The material column contains percents and names, in this format:

<percent>%<space><name>,

The Product table contains those values in columns:

create table toode 
(
    originart char(20) primary key,
    mprots1 Numeric(9,3),
    mprots2 Numeric(9,3),
    mprots3 Numeric(9,3),
    materjal1 char(6),
    materjal2 char(6),
    materjal3 char(6),
    materjal4 char(6),
    materjal5 char(6) 
);

insert into toode (originart)  
values ('TEST')

How to update product table row with values from material string?

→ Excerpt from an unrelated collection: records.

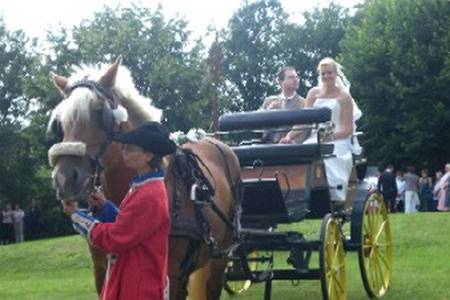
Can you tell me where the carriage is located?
[49,58,392,300]
[219,108,392,300]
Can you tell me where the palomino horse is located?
[49,60,240,300]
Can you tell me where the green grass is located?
[0,213,450,300]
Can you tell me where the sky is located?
[0,0,362,38]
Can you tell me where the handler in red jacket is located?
[66,122,176,300]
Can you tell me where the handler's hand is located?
[267,101,281,109]
[279,135,293,144]
[61,201,78,216]
[89,190,106,208]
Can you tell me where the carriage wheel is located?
[319,214,347,300]
[352,192,392,298]
[223,251,259,295]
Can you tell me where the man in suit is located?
[378,165,397,213]
[261,66,306,144]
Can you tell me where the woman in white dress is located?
[280,58,361,201]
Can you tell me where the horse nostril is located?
[72,169,80,183]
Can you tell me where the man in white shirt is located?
[261,66,306,143]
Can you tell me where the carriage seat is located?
[219,107,331,131]
[232,144,333,167]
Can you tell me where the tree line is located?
[0,0,450,236]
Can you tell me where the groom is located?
[261,66,305,144]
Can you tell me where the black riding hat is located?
[112,121,177,157]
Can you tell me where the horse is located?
[48,59,240,300]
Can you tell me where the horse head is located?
[48,58,135,201]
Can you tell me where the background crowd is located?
[0,199,42,245]
[378,163,450,213]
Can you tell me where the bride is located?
[280,57,362,201]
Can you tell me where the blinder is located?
[50,118,64,140]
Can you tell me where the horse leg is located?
[169,237,191,300]
[188,261,211,300]
[207,258,227,300]
[89,247,106,295]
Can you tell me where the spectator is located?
[2,203,14,244]
[433,171,444,211]
[438,164,450,211]
[419,169,433,211]
[405,166,419,213]
[395,171,405,212]
[378,165,397,213]
[25,198,42,240]
[13,204,25,243]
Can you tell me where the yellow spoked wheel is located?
[319,214,347,300]
[224,251,259,295]
[358,192,392,298]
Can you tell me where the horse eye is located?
[50,119,64,140]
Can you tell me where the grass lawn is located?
[0,213,450,300]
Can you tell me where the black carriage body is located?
[233,144,333,227]
[219,108,392,300]
[219,108,333,227]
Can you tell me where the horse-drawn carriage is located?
[220,109,392,299]
[49,59,392,300]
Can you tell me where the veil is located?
[318,62,362,155]
[317,62,362,122]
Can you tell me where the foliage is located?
[46,6,211,130]
[340,0,450,169]
[282,3,350,95]
[223,0,287,111]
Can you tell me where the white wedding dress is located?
[305,98,359,201]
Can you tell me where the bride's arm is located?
[333,93,353,140]
[280,87,319,144]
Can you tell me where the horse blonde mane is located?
[49,65,162,132]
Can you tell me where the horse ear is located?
[50,72,69,95]
[100,56,122,88]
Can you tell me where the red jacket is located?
[90,173,169,300]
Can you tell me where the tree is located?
[45,6,216,130]
[282,3,350,95]
[340,0,450,169]
[0,19,40,209]
[223,0,287,110]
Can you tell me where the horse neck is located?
[102,143,135,205]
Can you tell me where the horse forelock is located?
[48,65,162,137]
[69,65,162,124]
[49,88,95,131]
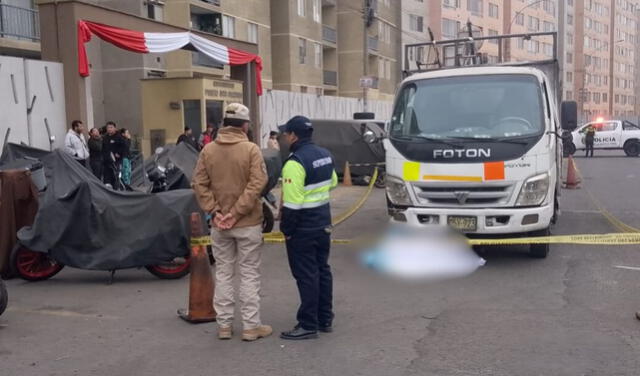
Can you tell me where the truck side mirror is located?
[362,130,378,144]
[560,101,578,131]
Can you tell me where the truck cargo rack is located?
[403,31,558,76]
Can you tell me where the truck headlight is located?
[386,175,411,205]
[516,172,549,206]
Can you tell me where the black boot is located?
[280,326,318,341]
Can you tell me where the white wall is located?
[260,90,392,145]
[0,56,29,152]
[24,60,68,150]
[0,56,67,153]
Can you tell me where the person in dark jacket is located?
[102,121,124,187]
[176,127,200,151]
[88,128,103,180]
[120,128,131,185]
[280,116,338,340]
[584,124,596,158]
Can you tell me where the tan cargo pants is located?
[211,225,262,330]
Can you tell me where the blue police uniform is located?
[280,117,338,331]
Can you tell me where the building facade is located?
[0,0,40,59]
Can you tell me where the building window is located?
[528,16,540,31]
[222,16,236,39]
[298,38,307,64]
[247,22,258,43]
[489,29,498,44]
[542,21,555,31]
[314,43,322,68]
[489,3,500,18]
[409,14,423,33]
[442,18,460,39]
[467,0,482,17]
[311,0,320,22]
[147,1,164,21]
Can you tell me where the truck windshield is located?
[390,74,544,142]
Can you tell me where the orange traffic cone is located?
[564,156,580,189]
[178,213,216,324]
[342,161,353,187]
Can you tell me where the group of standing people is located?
[64,120,132,187]
[192,103,338,341]
[176,123,218,151]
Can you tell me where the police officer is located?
[280,116,338,340]
[584,124,596,157]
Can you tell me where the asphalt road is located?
[0,152,640,376]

Updated row should contain

mprots1 = 50
mprots2 = 49
mprots3 = 1
materjal1 = Organi
materjal2 = Cotton
materria3 = Elasta

I'm using Postgres 16


Solution

  • Combining the other two threads, regexp_substr() can handle that:
    demo at db<>fiddle

    insert into toode
    select articleNumber
          ,regexp_substr(material,'(\d+)%',1,1,'',1)::numeric(9,3)
          ,regexp_substr(material,'(\d+)%',1,2,'',1)::numeric(9,3)
          ,regexp_substr(material,'(\d+)%',1,3,'',1)::numeric(9,3)
          ,regexp_substr(material,'% ([^,]+),?',1,1,'',1)
          ,regexp_substr(material,'% ([^,]+),?',1,2,'',1)
          ,regexp_substr(material,'% ([^,]+),?',1,3,'',1)
    from import_
    returning *;
    
    originart mprots1 mprots2 mprots3 materjal1 materjal2 materjal3 materjal4 materjal5
    TEST 50.000 49.000 1.000 Organic Cotton Cotton Elastane null null

    For percentages, that's at least one digit, followed by a %.

    For material names:

    • You're looking for % followed by the material name
    • The material name is expected to be anything after that, up until the end or nearest comma. The [^,]+ means one or more character other than the comma, so it tolerates spaces, hyphenated names etc.
    • ,? mean at most one comma, so that you don't need a trailing comma at the end to get a match

    The parameters after the pattern are the same as in the post in the other thread.

    • 1 tells it to start at the beginning
    • 1, 2 or 3 means you want the 1st, 2nd or 3rd match
    • '' is where you'd add flags, like 'i' for case insensitive matching
    • 1 means the first parenthesised sub-expression within the pattern, so it'll only catch the material name, without the leading % and the optional trailing comma.